You may have noticed – or you may not, and indeed, why should you? – that it’s been a while since I posted anything here. And there have been good reasons for that. Perhaps too many. But the summer was hot, and I was quiet. Books were read, stories drafted, thoughts were thought, and mostly not acted upon. Autumn was harder, but with more of the same. And I got older. And I cut my hair. That last thing is a thing I am incredibly happy about. I know it’s only hair, but still… it’s been more than a decade since I last had such short hair, and it makes me feel sassy, and sophisticated, and possibly other things beginning with s (stylish? silly? saucy? serene?).
Around the same time I discovered a little snippet in the wilds of the internet – oh all right, it was Facebook – a quotation from Carl Gustav Jung:
I am not what happened to me, I am what I choose to become.

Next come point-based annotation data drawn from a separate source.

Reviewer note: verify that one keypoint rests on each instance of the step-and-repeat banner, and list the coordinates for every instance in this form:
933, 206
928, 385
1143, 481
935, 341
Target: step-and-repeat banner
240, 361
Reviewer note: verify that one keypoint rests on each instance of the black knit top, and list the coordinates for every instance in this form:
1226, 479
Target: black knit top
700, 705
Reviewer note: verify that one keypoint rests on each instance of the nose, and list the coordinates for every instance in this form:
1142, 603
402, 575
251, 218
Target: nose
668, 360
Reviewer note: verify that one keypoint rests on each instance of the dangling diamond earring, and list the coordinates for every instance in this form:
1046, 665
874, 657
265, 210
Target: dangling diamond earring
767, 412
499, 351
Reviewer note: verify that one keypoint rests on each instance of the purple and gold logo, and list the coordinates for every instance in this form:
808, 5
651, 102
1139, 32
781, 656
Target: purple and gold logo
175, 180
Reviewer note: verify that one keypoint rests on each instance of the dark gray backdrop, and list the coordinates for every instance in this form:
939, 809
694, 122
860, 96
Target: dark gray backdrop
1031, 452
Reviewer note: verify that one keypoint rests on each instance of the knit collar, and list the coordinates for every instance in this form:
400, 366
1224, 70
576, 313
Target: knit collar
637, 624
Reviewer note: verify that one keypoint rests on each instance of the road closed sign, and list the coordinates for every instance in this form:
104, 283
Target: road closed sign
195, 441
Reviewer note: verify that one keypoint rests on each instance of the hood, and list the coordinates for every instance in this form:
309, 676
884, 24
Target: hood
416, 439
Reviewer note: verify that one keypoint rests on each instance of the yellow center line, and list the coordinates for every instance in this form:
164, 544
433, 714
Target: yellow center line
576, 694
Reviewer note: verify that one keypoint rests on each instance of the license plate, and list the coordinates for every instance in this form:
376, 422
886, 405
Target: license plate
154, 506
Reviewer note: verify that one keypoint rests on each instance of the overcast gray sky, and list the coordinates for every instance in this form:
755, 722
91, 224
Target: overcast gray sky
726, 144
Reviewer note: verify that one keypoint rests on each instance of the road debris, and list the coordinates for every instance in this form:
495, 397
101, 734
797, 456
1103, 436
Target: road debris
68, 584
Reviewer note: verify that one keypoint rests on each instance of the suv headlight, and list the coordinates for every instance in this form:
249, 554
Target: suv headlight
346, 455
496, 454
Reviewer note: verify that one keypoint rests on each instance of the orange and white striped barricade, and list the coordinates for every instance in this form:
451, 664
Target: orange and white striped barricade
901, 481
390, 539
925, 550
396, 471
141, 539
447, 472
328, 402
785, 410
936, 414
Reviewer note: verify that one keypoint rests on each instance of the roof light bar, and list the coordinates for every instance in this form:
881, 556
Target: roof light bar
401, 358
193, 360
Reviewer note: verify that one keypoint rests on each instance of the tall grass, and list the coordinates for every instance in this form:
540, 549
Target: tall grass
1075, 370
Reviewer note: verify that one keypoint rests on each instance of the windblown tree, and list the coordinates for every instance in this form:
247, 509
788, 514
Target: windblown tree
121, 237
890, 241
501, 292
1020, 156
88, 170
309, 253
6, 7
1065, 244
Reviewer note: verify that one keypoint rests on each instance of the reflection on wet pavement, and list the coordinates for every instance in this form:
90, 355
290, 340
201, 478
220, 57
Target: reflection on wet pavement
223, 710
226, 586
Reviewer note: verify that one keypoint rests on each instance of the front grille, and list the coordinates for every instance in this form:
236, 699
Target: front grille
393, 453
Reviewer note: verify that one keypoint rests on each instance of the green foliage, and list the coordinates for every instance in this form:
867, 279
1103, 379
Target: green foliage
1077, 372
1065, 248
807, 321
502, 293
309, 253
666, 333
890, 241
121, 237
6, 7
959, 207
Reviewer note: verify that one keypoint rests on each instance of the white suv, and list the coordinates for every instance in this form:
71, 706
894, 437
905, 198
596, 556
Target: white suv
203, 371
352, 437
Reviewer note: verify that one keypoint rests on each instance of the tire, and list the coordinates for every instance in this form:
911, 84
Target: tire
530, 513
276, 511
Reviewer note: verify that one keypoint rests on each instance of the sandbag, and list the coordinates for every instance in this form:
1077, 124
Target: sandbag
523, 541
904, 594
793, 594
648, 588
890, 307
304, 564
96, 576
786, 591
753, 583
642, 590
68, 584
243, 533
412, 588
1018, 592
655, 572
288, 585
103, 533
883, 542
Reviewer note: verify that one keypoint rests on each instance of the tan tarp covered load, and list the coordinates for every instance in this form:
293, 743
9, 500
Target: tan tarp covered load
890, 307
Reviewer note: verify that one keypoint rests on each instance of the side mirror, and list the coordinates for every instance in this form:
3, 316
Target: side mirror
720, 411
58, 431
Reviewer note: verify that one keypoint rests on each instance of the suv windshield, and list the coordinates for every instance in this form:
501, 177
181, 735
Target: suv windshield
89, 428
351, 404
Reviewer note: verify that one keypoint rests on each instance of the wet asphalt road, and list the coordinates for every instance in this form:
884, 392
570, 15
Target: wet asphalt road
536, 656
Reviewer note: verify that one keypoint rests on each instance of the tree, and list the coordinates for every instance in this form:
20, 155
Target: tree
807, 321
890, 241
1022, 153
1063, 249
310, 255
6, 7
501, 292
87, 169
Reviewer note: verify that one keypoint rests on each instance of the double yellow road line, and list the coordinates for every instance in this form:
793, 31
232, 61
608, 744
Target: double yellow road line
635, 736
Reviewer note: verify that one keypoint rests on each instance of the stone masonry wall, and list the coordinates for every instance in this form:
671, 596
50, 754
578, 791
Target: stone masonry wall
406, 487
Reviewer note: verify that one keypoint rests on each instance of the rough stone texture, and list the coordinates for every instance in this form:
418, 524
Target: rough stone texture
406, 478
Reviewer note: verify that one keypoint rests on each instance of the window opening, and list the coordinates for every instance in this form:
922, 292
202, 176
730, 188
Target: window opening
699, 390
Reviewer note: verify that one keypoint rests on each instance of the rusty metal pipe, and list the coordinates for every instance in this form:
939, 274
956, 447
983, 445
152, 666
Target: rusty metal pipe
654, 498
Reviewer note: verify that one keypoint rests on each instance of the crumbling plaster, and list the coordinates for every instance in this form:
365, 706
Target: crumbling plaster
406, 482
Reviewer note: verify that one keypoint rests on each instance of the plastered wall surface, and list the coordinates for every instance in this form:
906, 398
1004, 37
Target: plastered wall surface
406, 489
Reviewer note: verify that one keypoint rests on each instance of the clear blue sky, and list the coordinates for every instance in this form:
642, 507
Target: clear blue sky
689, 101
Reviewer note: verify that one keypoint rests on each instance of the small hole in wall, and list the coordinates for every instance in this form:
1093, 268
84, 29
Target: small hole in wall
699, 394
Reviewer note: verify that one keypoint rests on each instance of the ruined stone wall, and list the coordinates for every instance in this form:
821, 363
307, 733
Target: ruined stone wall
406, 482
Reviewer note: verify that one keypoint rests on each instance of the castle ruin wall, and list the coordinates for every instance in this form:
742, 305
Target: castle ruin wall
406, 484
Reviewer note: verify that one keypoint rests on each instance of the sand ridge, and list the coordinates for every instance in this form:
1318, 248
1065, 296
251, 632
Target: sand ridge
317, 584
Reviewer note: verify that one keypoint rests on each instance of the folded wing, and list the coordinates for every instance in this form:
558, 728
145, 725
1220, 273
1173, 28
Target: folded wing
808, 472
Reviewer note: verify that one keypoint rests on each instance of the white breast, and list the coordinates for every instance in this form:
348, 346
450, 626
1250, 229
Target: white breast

It isn’t a cure, it isn’t even a complete answer – to a question that is both unaskable and unanswerable – but it HELPS. So I’m choosing. I don’t pretend to have reached any particular destination on my personal voyage in order to begin the return journey. This is just a way station.
In the meantime, there is Christmas to prepare for, and satsumas to eat (the one I’m eating right now is a bit of a disappointment; too watery and not sharp enough. Perhaps the next one will be better), and words to write and edit, and I still haven’t written the Christmas cards. But my hair looks fabulous.